Zeven uur later zat Harvir weer in zijn stoel. De crew op de brug keken heimelijk naar hem uit hun ooghoeken. Hij zag het niet omdat zijn aandacht uit ging naar één simpel probleem. Hoe kon één woord zo’n groot verschil zijn? Wat voorheen een gemakkelijk beslissing was geweest was nu een moeilijke. Hij keek naar de kapitein van de Cutlass. ‘Kapitein, hebben de laatste scans nog iets nieuwe ontdekt op de oppervlakte van de planeet?’ vroeg hij.
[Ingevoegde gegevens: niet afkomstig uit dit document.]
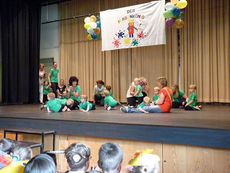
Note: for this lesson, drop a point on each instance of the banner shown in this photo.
(133, 26)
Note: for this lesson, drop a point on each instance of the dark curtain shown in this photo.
(20, 22)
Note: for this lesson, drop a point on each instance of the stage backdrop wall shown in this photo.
(84, 58)
(204, 51)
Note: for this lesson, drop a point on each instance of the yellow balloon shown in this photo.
(93, 18)
(174, 1)
(182, 4)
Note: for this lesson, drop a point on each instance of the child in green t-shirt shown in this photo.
(138, 91)
(156, 93)
(46, 90)
(192, 100)
(108, 87)
(146, 102)
(109, 101)
(85, 105)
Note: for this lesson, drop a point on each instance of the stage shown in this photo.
(209, 127)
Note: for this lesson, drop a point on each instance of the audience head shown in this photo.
(51, 96)
(83, 98)
(136, 81)
(78, 155)
(73, 81)
(162, 82)
(108, 87)
(147, 100)
(100, 83)
(156, 90)
(21, 152)
(110, 157)
(106, 92)
(41, 163)
(192, 88)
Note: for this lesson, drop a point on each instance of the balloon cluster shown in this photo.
(93, 27)
(174, 13)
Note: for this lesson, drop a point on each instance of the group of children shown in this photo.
(78, 158)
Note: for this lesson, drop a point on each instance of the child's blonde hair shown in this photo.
(106, 92)
(51, 96)
(146, 100)
(192, 86)
(156, 88)
(84, 97)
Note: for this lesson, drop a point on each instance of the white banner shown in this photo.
(134, 26)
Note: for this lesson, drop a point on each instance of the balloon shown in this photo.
(87, 26)
(174, 1)
(179, 23)
(93, 25)
(170, 21)
(182, 4)
(98, 24)
(90, 30)
(87, 20)
(89, 37)
(175, 11)
(94, 36)
(169, 6)
(168, 14)
(97, 30)
(93, 18)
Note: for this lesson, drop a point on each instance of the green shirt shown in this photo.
(110, 101)
(77, 89)
(45, 89)
(155, 97)
(110, 93)
(179, 98)
(84, 106)
(54, 105)
(193, 97)
(139, 88)
(54, 75)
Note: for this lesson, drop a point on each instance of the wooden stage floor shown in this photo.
(209, 127)
(211, 116)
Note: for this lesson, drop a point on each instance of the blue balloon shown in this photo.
(176, 11)
(98, 24)
(94, 36)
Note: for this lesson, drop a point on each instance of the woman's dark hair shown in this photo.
(73, 79)
(100, 82)
(41, 163)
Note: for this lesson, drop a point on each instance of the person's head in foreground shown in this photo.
(78, 155)
(84, 98)
(110, 158)
(162, 82)
(41, 163)
(51, 96)
(147, 100)
(21, 152)
(156, 90)
(192, 88)
(145, 162)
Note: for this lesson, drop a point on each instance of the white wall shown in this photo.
(49, 43)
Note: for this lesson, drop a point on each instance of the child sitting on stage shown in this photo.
(109, 101)
(146, 102)
(56, 105)
(46, 90)
(108, 87)
(156, 93)
(78, 155)
(85, 105)
(138, 91)
(110, 158)
(191, 104)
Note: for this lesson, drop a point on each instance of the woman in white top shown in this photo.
(42, 74)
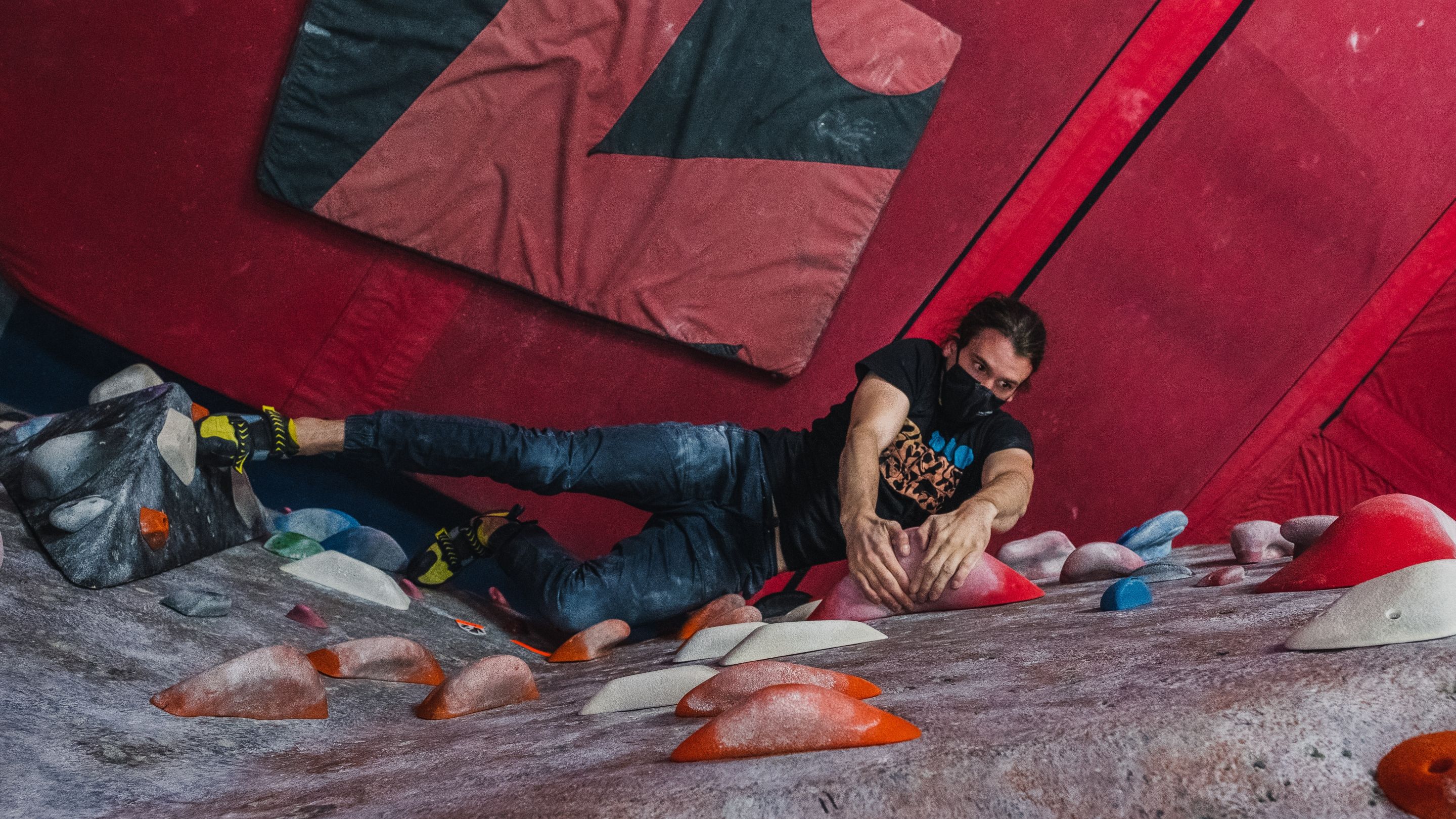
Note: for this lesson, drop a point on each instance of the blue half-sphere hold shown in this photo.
(318, 524)
(1155, 537)
(1126, 594)
(369, 545)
‘Nee meneer. Omstandigheden zijn onveranderd. De troepen hebben nog steeds een uur nodig om te kunnen vertrekken.’


Er was een pauze toen Harvir een laatste keer diep ademde.


‘Lanceer de landingsschepen, kapitein. Ik denk dat het tijd is dat we zelf eens een kijkje gaan nemen op de planeet.’